The Pre-Trial Chamber has held that Article 95 of the Rome Statute applies to requests for surrender, thereby agreeing with Dapo and Jens and disagreeing with me. It’s a poorly reasoned decision, giving a completely counterintuitive reading to the “such evidence” language in the article (pretending that the clause in question doesn’t actually contain the word “such”) and ignoring all of the difficult issues, such as the fact that its interpretation of Article 95 renders Article 89(2) a nullity. Instead, we get statements like this one:

In addition, the Chamber is not persuaded by the argument that interpreting article 95 of the Statute in this manner would be inconsistent with the object and purpose of the Statute as it would, inter alia, contravene the Court’s duty to convene expeditious confirmation proceedings, ensure the suspect’s right to participate in such proceedings, and thereby eliminate impunity.

Why is the Pre-Trial Chamber not persuaded? Your guess is as good as mine. The PTC doesn’t share its reasoning with us.

The decision is here.  Frankly, the PTC would have been much better off simply cutting-and-pasting Dapo and Jens’s work.  I hope the Appeals Chamber will take the issue more seriously.
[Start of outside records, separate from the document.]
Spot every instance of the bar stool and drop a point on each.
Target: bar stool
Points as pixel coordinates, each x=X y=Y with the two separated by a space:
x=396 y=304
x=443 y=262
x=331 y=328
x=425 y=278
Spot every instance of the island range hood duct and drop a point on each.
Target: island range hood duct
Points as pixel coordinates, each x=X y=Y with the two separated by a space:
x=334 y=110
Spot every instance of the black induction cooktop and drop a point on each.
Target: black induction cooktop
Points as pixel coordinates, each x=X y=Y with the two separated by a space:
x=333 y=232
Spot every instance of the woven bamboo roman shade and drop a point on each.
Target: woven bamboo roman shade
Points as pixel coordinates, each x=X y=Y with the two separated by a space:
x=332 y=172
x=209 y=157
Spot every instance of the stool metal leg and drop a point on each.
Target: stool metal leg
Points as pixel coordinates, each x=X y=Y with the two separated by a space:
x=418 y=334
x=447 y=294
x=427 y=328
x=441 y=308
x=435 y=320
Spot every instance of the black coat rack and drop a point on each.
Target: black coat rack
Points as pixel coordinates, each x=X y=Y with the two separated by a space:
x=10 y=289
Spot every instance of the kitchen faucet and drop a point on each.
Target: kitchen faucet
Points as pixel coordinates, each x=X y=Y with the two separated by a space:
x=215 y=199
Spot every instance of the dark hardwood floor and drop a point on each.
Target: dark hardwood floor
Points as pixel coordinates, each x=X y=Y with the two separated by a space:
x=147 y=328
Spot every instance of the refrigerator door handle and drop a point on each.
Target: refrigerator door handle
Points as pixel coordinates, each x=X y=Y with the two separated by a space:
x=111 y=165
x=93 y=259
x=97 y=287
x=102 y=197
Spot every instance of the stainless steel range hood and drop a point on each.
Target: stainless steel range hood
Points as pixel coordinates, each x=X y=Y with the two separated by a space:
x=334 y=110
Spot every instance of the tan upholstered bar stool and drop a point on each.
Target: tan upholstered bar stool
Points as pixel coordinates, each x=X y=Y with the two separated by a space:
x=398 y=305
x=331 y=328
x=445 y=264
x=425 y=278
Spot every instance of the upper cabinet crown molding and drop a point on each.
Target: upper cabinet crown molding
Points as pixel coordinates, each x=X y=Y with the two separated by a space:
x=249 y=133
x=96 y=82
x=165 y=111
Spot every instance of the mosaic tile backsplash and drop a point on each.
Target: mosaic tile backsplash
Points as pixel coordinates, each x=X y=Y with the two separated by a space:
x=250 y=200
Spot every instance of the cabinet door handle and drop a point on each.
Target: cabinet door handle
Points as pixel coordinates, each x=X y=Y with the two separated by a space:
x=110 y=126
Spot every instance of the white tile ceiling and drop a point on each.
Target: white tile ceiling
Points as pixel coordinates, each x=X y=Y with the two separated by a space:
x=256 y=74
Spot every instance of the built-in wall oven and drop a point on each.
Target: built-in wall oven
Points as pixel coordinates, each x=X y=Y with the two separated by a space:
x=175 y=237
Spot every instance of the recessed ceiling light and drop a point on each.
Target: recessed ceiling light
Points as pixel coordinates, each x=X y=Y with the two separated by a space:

PS. The Pre-Trial Chamber insists that “Libya must ensure that all necessary measures are taken during the postponement in order to ensure the possibility of an immediate execution of the Surrender Request should the case be found admissible.” Libya has already made clear that it has no intention of complying with an adverse decision, so the PTC’s admissibility analysis is a waste of time and resources. That is, of course, an additional reason why its Article 95 decision is so regrettable — it simply provides the Court with yet another opportunity to look completely ineffectual.

One Response

  1. I have not been following this matter particularly closely and at the risk of seeming overly cynical:

    If the PTC had held that Saif must be surrendered to the ICC pending the admissibility challenge, Libya likely would not have complied.  Even worse, the Security Council probably would not have condemned Libya for its non-compliance.   

    Given that courts – especially fledgling courts that are concerned about appearing ineffectual – generally avoid issuing decisions with which parties will not comply, the PTC’s ultimate decision was not surprising. The admissibility challenge by Libya may prevail for the same reason, although it will be interesting to see how the PTC reasons that a trial of Saif in Libya will  conform to “principles of due process recognized by international law.”